We recently returned from our family vacation to Colorado. It was a great opportunity to spend some time with the family in the mountains where temperatures were significantly less than they would have been had we stayed in Texas. My girls came home with fond memories of the hikes we went on and the animals we saw. I came home with fond memories of the architecture we inhabited. 

Maybe I'm biassed because of my profession but I do believe we remember where things occurred just as much as we remember what it was that happened there. Even on vacations that are spent mostly outside, the spaces that accommodated those outdoor adventures provide a framework for those memories. I'll always remember the first time I went to Disneyland with my girls but I'll remember just as much the hotel room where we stayed and the eagerness I saw on their their faces when they woke up in their bed ready to conquer the Happiest Place on Earth.

The cabin where we stayed in Colorado was for the most part unremarkable. It had a couple of bedrooms, a very small bathroom and a single living space with a small kitchenette along one wall. Of course I'll remember the views through the windows out to the mountains but I'll also remember the views inward. I'll remember looking through the open door of my girls' bedroom and seeing Darcy wide awake in the bottom bunk, ready for her next adventure.

Chances are we'll never step foot in that cabin again. Even if we did it wouldn't be the same. My girls would be older. I would be older. But my memory of the week we spent there will live forever in my mind.

They will live in an unremarkable little cabin where the views looking in were just as good as those looking out. 


On Leaving The Happiest Place On Earth

There is not a word in the English language for that emotion you feel at the end of a good vacation; that mixture of happiness over the memories created, the sadness that the creation of those memories has come to and end, and the complete exhaustion that comes from traveling with small children for several days in a row. After a year of saving, research and preparation, we took the girls to Disneyland and it was, in a word, magical.

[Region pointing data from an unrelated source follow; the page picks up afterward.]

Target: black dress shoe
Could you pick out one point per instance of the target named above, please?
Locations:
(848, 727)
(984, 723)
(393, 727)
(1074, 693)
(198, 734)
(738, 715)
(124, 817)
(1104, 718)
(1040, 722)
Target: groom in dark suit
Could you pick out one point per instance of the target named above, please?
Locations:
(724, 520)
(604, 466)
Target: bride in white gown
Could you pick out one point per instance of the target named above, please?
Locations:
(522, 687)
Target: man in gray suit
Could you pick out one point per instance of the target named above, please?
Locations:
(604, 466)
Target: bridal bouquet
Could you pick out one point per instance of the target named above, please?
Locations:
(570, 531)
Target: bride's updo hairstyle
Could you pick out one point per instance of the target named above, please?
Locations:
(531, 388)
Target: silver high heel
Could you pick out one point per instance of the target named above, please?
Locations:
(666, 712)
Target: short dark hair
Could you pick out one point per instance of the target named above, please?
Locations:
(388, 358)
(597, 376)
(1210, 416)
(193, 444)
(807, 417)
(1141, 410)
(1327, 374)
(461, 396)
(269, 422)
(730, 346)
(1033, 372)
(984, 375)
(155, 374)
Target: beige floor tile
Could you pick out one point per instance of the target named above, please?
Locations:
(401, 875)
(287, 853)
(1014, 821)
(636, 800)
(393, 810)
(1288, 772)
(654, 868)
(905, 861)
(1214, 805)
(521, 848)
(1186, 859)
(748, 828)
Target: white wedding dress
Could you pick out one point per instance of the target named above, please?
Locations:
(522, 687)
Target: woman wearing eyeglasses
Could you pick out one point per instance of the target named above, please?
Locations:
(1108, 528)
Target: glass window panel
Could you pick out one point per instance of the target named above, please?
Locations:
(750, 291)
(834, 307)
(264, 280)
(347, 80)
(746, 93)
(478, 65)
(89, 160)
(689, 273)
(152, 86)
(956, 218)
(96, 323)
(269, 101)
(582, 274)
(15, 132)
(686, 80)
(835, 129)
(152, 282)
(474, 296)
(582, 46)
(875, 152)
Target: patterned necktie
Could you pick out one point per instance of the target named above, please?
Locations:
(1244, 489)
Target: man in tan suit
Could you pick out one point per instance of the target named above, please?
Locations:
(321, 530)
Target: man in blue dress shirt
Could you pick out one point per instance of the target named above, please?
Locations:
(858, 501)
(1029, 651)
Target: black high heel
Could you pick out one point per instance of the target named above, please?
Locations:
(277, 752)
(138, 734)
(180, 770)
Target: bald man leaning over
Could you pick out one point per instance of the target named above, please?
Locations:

I did not grow up going to Disneyland. I knew it existed but it wasn't something that interested me much. In architecture school the word "Disneyland" became shorthand for anything unauthentic. And to be fair, Disneyland is a completely synthetic environment. The animals on the Jungle Safari are not real. The rocks of Thunder Mountain are not made of stone. Sleeping Beauty's Castle is not really a castle. And what is more you, have to pay a large sum of money (and go through a metal detector) to experience all of these things that, again, are not real.

No, the environment is completely manufactured at Disneyland, which is to say it is completely designed. That's what struck me about the place more than anything; the thought and care that went into every detail. Whether it was the choreography of the experience of waiting in line (to make waiting entertaining) or the addition of a musical LED nightlight to the headboard of beds at the hotel (to make even bedtime special), throughout our time at Disneyland we have felt like we were in the hands of skilled designers who cared. I feel this even more so as I sit in a overwhelmingly generic La Quinta hotel next to LAX. Here I do not feel as if I am in the hands of a skilled designer who cares - I feel I am in a cheap motel room.

I'm sure I'll have more to say about this trip in future posts but what the trip has reinforced for me more than ever is that design matters. Story matters. And more than anything, caring matters - both in Disneyland and in the real world.